L’orientamento della giurisprudenza, sia di merito che di legittimità, è però sempre meno convinto nel riconoscere alla donna giovane ed ancora abile al lavoro il diritto all’assegno di mantenimento. I Giudici, infatti, sono sempre meno propensi all’accordare assegni di mantenimento generosi e, molto spesso, superiori alle capacità del soggetto onerato.

In particolare, l’inversione di rotta è stata segnata dalla Suprema Corte con la sentenza n. 11870/2015, con la quale si è affermato che la donna giovane, in grado di lavorare e, quindi, di reperire con la propria attività quel reddito necessario a mantenere lo stesso tenore di vita di cui godeva durante il matrimonio, non ha diritto ad alcun mantenimento. E ciò anche se, durante l’unione, svolgeva mansioni di casalinga.

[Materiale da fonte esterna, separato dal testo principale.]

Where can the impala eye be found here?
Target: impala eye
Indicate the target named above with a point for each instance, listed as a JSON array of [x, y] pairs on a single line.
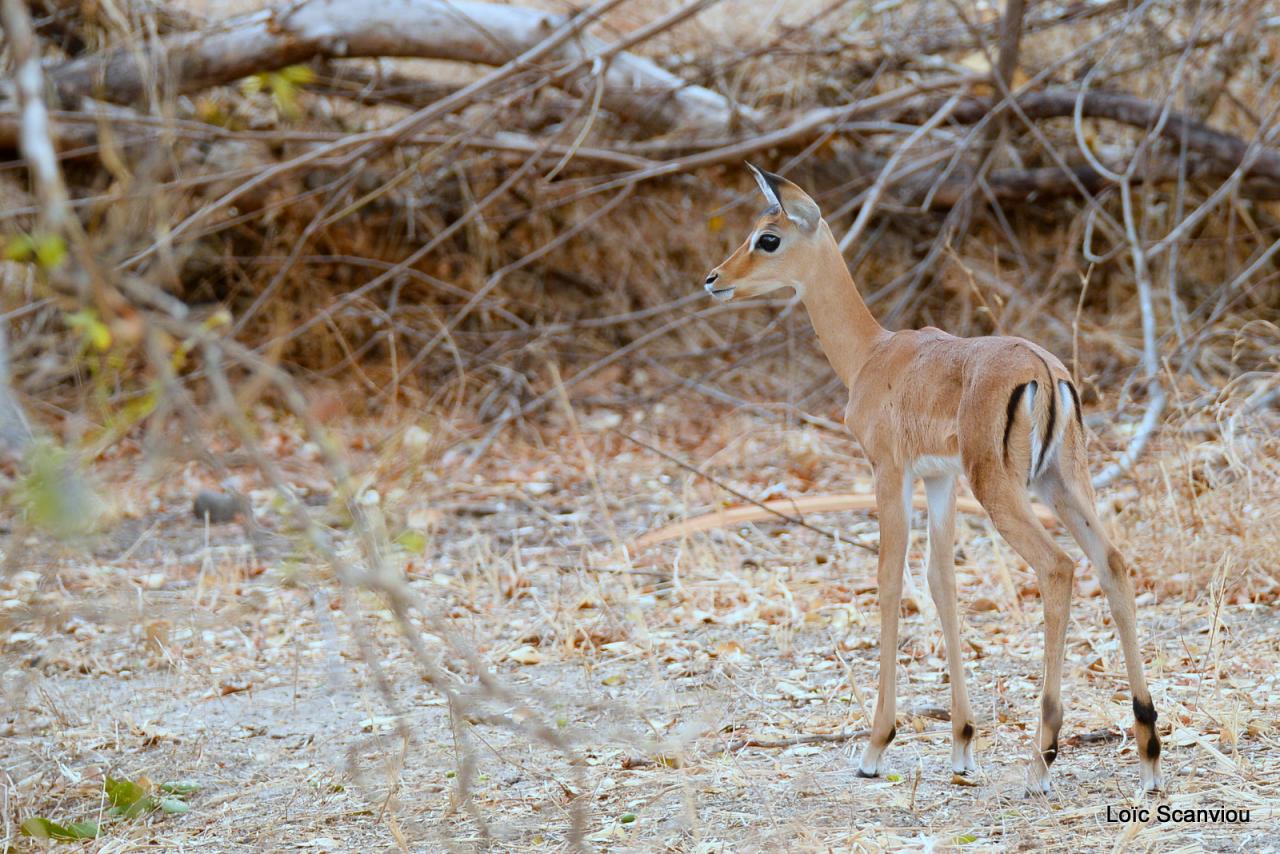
[[768, 242]]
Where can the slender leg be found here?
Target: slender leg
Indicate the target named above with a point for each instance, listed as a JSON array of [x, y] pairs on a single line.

A tal fine, anche un’attività saltuaria potrebbe rilevare come motivo per chiedere la revisione delle condizioni di mantenimento e azzerare l’assegno. L’onere della prova, inoltre, ricade sulla donna e non più sul marito. La predetta sentenza della Cassazione ha affermato, infatti, il principio in base al quale la dimostrazione della difficoltà economica e della impossibilità a procurarsi un reddito grava sulla donna. L’assegno, insomma, non diventa più una misura automatica, che scatta per il solo fatto della separazione tra i due coniugi. Si consolida, pertanto, il principio per cui, se il richiedente non offre una valida giustificazione economica, con una prova rigorosa della sua incapacità a procurarsi un reddito, perde ogni diritto.

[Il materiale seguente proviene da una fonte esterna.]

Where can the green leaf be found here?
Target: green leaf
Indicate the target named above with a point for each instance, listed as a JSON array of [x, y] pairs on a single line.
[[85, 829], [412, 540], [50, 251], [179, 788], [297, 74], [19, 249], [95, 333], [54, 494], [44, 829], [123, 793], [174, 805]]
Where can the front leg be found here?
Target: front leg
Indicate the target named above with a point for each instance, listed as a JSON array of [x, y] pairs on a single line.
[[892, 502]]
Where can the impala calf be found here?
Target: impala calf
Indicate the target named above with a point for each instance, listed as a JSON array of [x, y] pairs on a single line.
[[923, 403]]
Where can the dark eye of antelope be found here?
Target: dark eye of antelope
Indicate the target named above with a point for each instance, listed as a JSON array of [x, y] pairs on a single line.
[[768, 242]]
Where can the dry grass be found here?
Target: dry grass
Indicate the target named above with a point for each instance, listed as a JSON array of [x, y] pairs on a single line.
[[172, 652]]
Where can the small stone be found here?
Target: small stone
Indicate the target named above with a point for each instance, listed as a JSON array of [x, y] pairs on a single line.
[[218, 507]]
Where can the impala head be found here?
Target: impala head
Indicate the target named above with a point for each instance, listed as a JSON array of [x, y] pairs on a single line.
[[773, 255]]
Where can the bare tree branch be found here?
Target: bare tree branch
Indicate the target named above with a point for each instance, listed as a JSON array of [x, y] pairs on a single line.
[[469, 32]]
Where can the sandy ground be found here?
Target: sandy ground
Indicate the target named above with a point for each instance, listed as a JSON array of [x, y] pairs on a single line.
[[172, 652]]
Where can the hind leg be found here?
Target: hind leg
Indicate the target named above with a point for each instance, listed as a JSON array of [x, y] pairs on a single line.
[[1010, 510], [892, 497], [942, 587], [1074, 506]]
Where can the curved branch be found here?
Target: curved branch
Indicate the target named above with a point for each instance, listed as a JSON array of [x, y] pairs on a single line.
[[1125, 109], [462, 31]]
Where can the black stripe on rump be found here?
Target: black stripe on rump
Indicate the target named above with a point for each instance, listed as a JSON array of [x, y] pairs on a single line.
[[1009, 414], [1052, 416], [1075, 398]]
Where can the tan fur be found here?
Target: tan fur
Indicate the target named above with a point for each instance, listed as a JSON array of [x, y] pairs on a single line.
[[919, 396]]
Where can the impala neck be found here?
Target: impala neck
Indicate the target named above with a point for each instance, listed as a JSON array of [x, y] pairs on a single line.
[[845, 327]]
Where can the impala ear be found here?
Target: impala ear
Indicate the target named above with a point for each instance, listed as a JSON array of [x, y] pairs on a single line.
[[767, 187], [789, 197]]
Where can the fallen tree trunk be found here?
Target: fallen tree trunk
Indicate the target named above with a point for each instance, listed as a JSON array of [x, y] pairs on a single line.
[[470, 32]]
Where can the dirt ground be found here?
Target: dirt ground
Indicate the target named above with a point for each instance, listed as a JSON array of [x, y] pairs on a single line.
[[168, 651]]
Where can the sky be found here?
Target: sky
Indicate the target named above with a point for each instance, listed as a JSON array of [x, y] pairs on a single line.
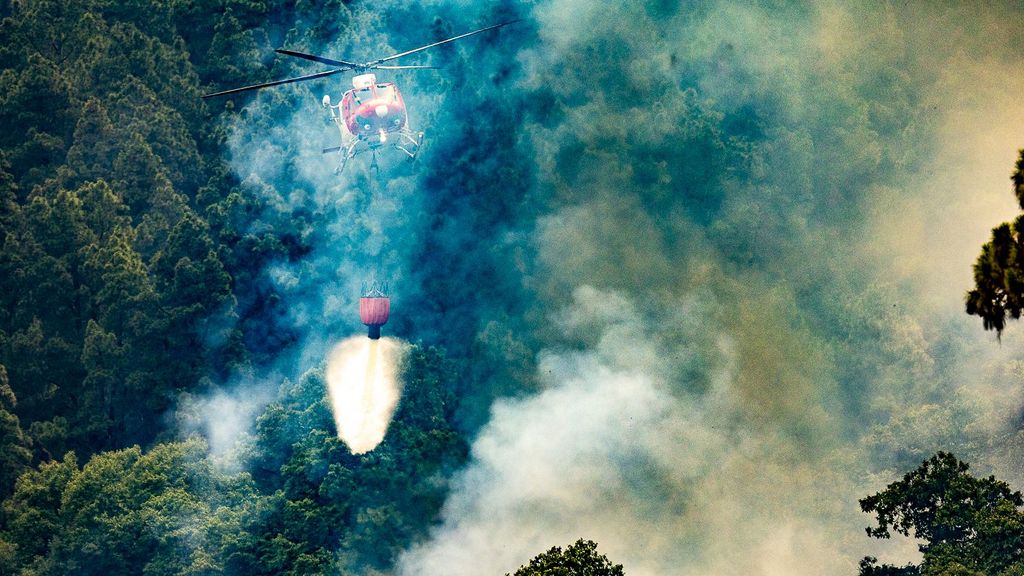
[[706, 259]]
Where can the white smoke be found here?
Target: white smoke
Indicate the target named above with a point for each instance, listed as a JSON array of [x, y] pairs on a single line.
[[665, 483], [363, 380]]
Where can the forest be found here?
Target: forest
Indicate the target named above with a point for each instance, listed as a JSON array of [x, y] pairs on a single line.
[[170, 262]]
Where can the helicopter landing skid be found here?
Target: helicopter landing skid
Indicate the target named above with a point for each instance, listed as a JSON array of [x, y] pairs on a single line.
[[409, 142], [411, 139]]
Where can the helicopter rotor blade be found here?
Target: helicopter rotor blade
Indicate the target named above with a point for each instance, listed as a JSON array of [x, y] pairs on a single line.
[[314, 57], [413, 67], [278, 82], [377, 63]]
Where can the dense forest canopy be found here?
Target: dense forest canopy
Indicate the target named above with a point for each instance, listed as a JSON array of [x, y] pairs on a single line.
[[669, 273]]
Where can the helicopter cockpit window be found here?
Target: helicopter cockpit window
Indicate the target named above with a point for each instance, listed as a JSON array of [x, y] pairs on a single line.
[[361, 95], [386, 91]]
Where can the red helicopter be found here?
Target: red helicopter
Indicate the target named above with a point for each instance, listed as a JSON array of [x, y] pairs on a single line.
[[371, 115]]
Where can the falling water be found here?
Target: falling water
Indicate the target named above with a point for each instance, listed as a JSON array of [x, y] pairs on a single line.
[[363, 380]]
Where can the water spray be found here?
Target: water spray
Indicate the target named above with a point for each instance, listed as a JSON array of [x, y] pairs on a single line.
[[363, 376]]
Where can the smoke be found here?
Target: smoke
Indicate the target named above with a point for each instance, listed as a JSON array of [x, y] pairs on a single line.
[[363, 380], [705, 262]]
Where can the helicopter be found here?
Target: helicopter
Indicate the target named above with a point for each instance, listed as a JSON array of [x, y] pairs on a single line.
[[372, 115]]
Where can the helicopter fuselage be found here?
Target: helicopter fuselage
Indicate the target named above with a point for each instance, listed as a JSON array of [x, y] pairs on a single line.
[[373, 112]]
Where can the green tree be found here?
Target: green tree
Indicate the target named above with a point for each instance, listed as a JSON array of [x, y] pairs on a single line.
[[970, 526], [580, 559], [998, 273], [14, 446]]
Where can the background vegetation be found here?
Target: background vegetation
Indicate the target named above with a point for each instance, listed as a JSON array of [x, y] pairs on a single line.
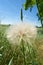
[[8, 57]]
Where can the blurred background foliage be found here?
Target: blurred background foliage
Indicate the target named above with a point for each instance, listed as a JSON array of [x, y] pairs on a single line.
[[20, 56], [39, 4]]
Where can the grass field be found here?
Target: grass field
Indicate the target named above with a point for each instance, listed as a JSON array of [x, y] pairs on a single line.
[[6, 51]]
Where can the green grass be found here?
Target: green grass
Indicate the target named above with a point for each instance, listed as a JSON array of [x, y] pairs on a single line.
[[6, 52]]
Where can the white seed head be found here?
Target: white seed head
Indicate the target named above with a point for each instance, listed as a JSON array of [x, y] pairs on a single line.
[[20, 31]]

In passato, gran parte degli assegni di mantenimento venivano accordati a semplice richiesta: la giurisprudenza operava una sorte di identificazione tra la nozione di coniuge economicamente debole e quella di moglie, prevedendo che il coniuge che richiedeva l’assegno, poteva limitarsi a dedurre di non avere i mezzi adeguati, trasferendo così sulla controparte l’onere probatorio della contraria verità.

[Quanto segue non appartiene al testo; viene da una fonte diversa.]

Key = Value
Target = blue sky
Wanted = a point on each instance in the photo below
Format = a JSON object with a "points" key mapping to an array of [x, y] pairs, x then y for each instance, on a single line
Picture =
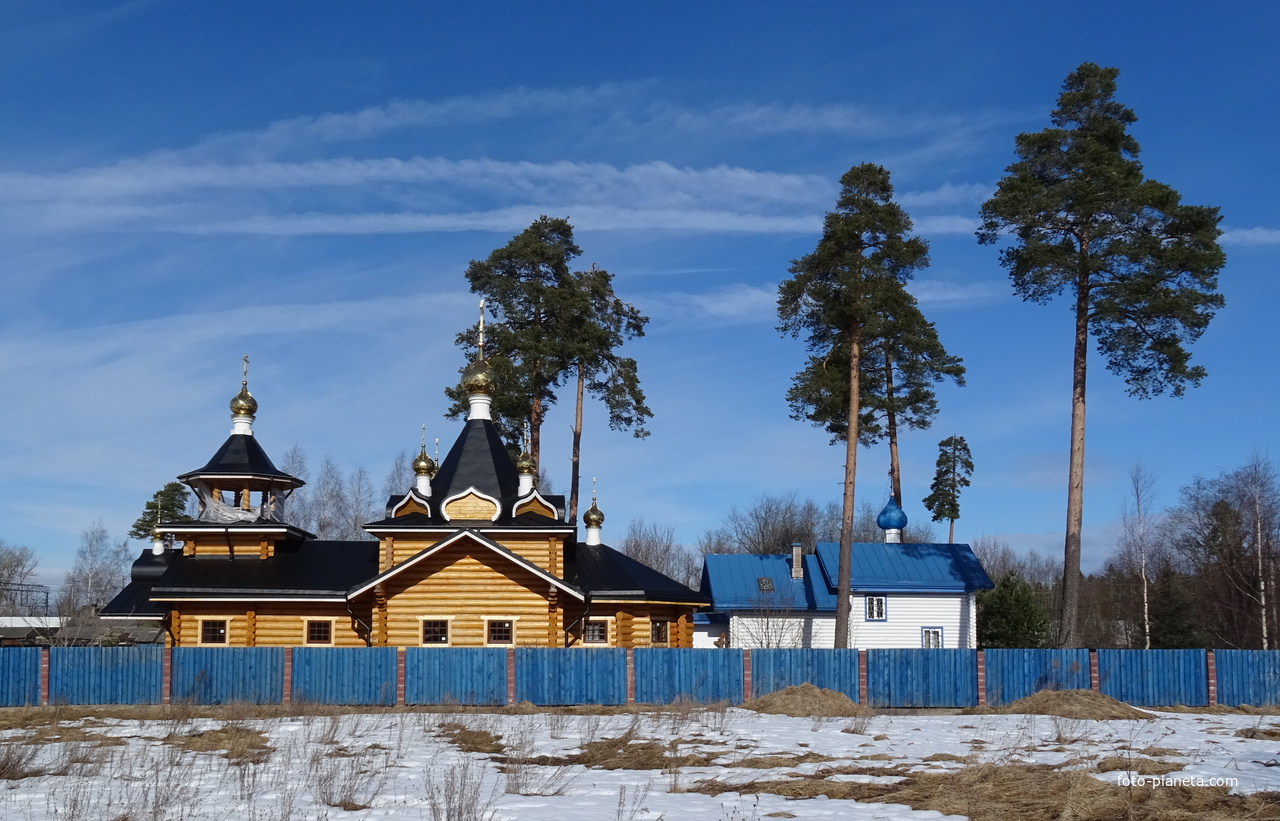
{"points": [[305, 182]]}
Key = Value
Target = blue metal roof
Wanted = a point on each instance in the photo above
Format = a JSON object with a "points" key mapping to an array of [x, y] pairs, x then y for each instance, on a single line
{"points": [[732, 582], [894, 568]]}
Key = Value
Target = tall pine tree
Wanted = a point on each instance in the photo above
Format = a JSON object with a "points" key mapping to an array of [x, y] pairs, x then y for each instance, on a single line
{"points": [[836, 297], [1141, 267]]}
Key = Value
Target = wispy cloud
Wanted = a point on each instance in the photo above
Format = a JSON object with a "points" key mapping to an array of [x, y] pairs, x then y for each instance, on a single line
{"points": [[1251, 236]]}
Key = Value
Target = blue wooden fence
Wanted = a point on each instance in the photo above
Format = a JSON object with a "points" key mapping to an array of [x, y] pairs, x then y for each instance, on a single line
{"points": [[831, 669], [455, 675], [344, 675], [1247, 676], [1013, 674], [922, 678], [19, 676], [105, 675], [895, 678], [218, 675], [664, 675], [571, 675], [1153, 678]]}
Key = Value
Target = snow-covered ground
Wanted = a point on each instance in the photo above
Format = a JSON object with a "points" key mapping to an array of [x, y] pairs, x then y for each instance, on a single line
{"points": [[408, 765]]}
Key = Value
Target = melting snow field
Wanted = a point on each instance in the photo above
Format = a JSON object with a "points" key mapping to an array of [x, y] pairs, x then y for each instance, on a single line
{"points": [[544, 766]]}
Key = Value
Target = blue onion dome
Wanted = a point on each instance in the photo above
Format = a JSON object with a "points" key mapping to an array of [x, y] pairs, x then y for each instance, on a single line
{"points": [[891, 518]]}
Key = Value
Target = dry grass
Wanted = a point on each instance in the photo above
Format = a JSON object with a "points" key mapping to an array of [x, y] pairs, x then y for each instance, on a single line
{"points": [[1084, 705], [1024, 793], [240, 744], [808, 701], [471, 740]]}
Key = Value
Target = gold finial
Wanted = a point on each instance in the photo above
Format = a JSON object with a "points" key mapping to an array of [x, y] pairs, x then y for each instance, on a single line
{"points": [[478, 377], [243, 404], [594, 516]]}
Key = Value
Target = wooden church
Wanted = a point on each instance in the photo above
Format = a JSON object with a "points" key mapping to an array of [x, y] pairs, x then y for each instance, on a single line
{"points": [[471, 555]]}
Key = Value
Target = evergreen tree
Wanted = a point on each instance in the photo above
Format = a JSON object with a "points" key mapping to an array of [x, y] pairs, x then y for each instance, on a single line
{"points": [[899, 377], [1174, 624], [955, 466], [1141, 265], [170, 501], [603, 324], [1010, 615], [836, 297], [530, 292]]}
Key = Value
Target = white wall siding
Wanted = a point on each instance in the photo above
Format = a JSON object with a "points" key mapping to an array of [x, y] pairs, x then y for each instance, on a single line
{"points": [[908, 615]]}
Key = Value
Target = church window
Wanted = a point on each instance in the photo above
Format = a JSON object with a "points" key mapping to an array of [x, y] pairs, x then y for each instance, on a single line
{"points": [[595, 632], [501, 632], [213, 632], [435, 632], [319, 632]]}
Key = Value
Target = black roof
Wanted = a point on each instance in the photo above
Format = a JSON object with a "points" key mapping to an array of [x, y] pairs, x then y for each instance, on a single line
{"points": [[478, 460], [602, 571], [242, 456], [297, 569]]}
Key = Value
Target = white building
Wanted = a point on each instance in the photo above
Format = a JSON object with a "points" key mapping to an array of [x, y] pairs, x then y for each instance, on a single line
{"points": [[903, 596]]}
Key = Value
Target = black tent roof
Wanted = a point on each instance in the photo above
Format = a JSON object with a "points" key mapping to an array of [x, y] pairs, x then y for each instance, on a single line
{"points": [[242, 456], [604, 573], [478, 460]]}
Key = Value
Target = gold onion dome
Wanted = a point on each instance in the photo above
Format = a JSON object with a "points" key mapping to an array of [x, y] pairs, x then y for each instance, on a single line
{"points": [[243, 404], [593, 518], [478, 378], [423, 465]]}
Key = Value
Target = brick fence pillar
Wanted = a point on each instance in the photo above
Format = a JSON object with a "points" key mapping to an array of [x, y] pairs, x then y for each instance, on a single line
{"points": [[982, 679], [167, 675], [1211, 671], [287, 685], [511, 675], [631, 675], [44, 675], [400, 675]]}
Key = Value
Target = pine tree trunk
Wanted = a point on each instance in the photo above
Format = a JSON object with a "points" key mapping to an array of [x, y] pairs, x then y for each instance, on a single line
{"points": [[846, 523], [891, 416], [1069, 633], [575, 471]]}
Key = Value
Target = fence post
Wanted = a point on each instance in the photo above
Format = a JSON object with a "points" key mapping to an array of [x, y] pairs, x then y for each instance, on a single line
{"points": [[1211, 670], [862, 678], [982, 679], [287, 685], [631, 675], [511, 675], [167, 675], [44, 675]]}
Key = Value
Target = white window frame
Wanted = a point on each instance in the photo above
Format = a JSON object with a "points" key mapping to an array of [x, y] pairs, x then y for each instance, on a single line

Tale orientamento, tuttavia, è stato recentemente posto in discussione da alcune decisioni che hanno intaccato il dogma del mantenimento e con esso l’automatica equiparazione tra moglie e soggetto economicamente più bisognoso.

Nel 2004 la Cassazione (sentenza n. 21080/2004) ha sostenuto che il coniuge richiedente il mantenimento deve dimostrare, con idonei mezzi di prova, quale fosse tale tenore di vita e quale deterioramento ne sia conseguito per effetto del divorzio, nonché tutte le circostanze suscettibili di essere valutate dal Giudice alla luce dei criteri legislativi per la determinazione dell’assegno. La strada imboccata dalla recente giurisprudenza, soprattutto di legittimità, è quella di un maggiore rigore nel riconoscimento del diritto all’assegno di mantenimento.

In particolare, per la recente Cassazione, occorre una valutazione dell’attitudine di ciascun coniuge a procurarsi degli introiti e il mantenimento in favore della ex-moglie non può essere disposto in assenza di impossibilità oggettiva in capo alla stessa di procurarsi mezzi adeguati per conseguire un tenore di vita analogo a quello goduto durante il matrimonio, mentre svolgeva mansioni di casalinga (cfr. Cass. civ. 11870/2015; nello stesso senso Cass. n. 24324/2015).

Dello stesso tenore anche la giurisprudenza di merito, che ha negato il diritto al mantenimento per la donna il cui ex-marito si trovi a dover pagare le rate del mutuo della casa coniugale assegnatale e a sostenere al contempo le spese di un nuovo alloggio per sé (cfr. Trib. Roma 31/05/2016) e ha escluso, in sede di cessazione degli effetti civili del matrimonio c.d. divorzio, il diritto all’assegno divorzile per l’ex-moglie lavoratrice, già beneficiaria del mantenimento al tempo della separazione, che nel frattempo abbia intrapreso una convivenza stabile con altra persona.